Setelah mengatakan itu, Mecca langsung berdiri dan pergi ke kamarnya. Reina berusaha memanggil Mecca, tetapi tak di respon oleh gadis itu lagi.
"Bun, biarkan Mecca sendiri. Dia udah cukup banyak terluka dan hari ini dia ngungkapin ke bunda. Reval udah tau semuanya, bahkan Mecca sampai sekarang masih membenci Reval walaupun Reval bersyukur, Mecca masih mau merespon Reval,"
"Tapi kenapa Mecca sekarang banyak berubah?" Reina tak bisa menahan tangisnya melihat anak satu-satunya tak sedekat lagi dengannya.
"Mungkin karena dampak masuknya saya dan juga Reval di kehidupan kamu dengan Mecca, menciptakan begitu banyak luka pada Mecca. Hingga membuatnya banyak berubah, apa keputusan kita menikah dulu adalah sebuah kesalahan, Reina?"
"Mas! Kenapa sekarang kamu malah bicara seperti itu?!"
"Setiap kali saya melihat mata Mecca yang begitu banyak menyimpan luka dan kebencian, saya sadar kehadiran saya dengan Reval mengusik kehidupannya. Saya kira Mecca butuh diberi waktu untuk bisa terbiasa, tapi ini sudah satu bulan kita satu rumah, untuk bertegur sapa saja, Mecca enggan dan menunjukkan jika dirinya sangat tidak menyukai saya," lanjut Hasan.

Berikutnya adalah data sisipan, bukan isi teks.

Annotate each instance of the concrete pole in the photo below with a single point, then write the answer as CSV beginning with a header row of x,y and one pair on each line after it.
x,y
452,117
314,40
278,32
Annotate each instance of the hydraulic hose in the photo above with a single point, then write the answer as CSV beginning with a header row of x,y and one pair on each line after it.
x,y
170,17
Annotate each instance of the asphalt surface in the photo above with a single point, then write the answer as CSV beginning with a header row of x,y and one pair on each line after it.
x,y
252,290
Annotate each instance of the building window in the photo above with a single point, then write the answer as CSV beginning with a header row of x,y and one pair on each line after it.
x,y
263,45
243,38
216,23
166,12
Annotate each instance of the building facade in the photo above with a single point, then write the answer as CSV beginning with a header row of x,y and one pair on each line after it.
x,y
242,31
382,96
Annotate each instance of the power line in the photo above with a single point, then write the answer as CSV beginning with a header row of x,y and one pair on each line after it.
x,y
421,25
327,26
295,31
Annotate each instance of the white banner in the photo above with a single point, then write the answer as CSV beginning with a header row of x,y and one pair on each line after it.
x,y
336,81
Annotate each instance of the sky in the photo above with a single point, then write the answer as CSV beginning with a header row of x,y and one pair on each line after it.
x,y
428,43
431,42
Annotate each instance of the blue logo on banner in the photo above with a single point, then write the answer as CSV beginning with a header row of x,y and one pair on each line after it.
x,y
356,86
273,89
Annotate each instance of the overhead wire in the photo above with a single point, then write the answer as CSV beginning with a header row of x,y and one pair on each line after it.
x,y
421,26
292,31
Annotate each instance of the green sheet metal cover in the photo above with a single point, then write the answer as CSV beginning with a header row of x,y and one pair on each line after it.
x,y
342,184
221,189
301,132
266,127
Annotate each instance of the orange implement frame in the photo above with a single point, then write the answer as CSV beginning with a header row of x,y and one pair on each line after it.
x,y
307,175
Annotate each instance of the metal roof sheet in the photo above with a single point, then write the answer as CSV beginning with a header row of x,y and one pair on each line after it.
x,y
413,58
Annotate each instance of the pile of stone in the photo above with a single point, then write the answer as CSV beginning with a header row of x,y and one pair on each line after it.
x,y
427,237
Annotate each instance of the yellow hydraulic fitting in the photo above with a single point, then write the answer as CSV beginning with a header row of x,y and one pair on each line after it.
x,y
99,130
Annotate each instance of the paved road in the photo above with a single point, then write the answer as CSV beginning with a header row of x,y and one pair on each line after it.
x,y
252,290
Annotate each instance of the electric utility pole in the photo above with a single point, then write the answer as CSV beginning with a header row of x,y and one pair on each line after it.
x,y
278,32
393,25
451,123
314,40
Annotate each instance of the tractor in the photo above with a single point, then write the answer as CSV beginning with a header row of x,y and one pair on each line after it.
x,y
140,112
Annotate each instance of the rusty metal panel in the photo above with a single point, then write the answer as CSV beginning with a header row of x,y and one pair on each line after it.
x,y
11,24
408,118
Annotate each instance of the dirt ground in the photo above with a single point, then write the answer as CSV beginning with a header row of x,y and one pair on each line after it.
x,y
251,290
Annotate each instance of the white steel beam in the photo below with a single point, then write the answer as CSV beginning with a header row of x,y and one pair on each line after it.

"Mas! Mecca hanya belum bisa mengikhlaskan kepergian Mas Arsya," sahut Reina.
"Itulah sebabnya kenapa saya bilang keputusan kita menikah yang terlalu cepat adalah sebuah kesalahan?"
Reval yang sebagai penonton, memijit pelipisnya. Ia bingung harus bagaimana, ketika orang tuanya malah bertengkar. Namun, Reval membenarkan ucapan ayahnya, jika kehadiran mereka berdua mengusik kehidupan Mecca sampai dirinya terluka.
Padahal bagi Reval, saat dirinya pertama kali berjumpa dengan Mecca setelah orang tuanya menikah. Sudah timbul di dirinya rasa sayang sebagai seorang kaka kepada adiknya, tetapi lama-kelamaan malah berganti dengan rasa sayang berbeda.
"Pah! Bun! Jangan malah kalian yang bertengkar. Solusi untuk masalah ini adalah kasih Mecca waktu dan jangan hancurkan kebahagiaan yang masih tersisa, termasuk izinkan Mecca pacaran dengan Fathur!" Reval menerobos berucap, menghentikan adu mulut orang tuanya.
Suara lirik musik dengan alunan menenangkan pikiran mengisi ruangan gadis yang tengah belajar. Ia lebih memilih belajar, ketimbang memikirkan beban masalah hidupnya yang tak kunjung selesai.
Bagi Mecca masalah yang menimpa dirinya adalah ujian dari tuhan dan ia yakin bisa melewatinya. Mungkin itulah sebabnya juga kenapa Mecca adalah siswi berprestasi karena waktunya hanya di isi untuk belajar agar melupakan masalahnya.
"Mungkin gue memang hanya butuh waktu untuk terbiasa dengan keadaan sekarang, gue juga lelah terus-menerus membenci seseorang yang selalu baik sama gue. Tapi ...," Mecca menyeka air mata yang tanpa sadar lolos di pelupuk matanya.
"Untuk sekali saja, tuhan. Mecca hanya ingin kebahagiaan yang sekarang tersisa, tidak akan hilang," lanjutnya.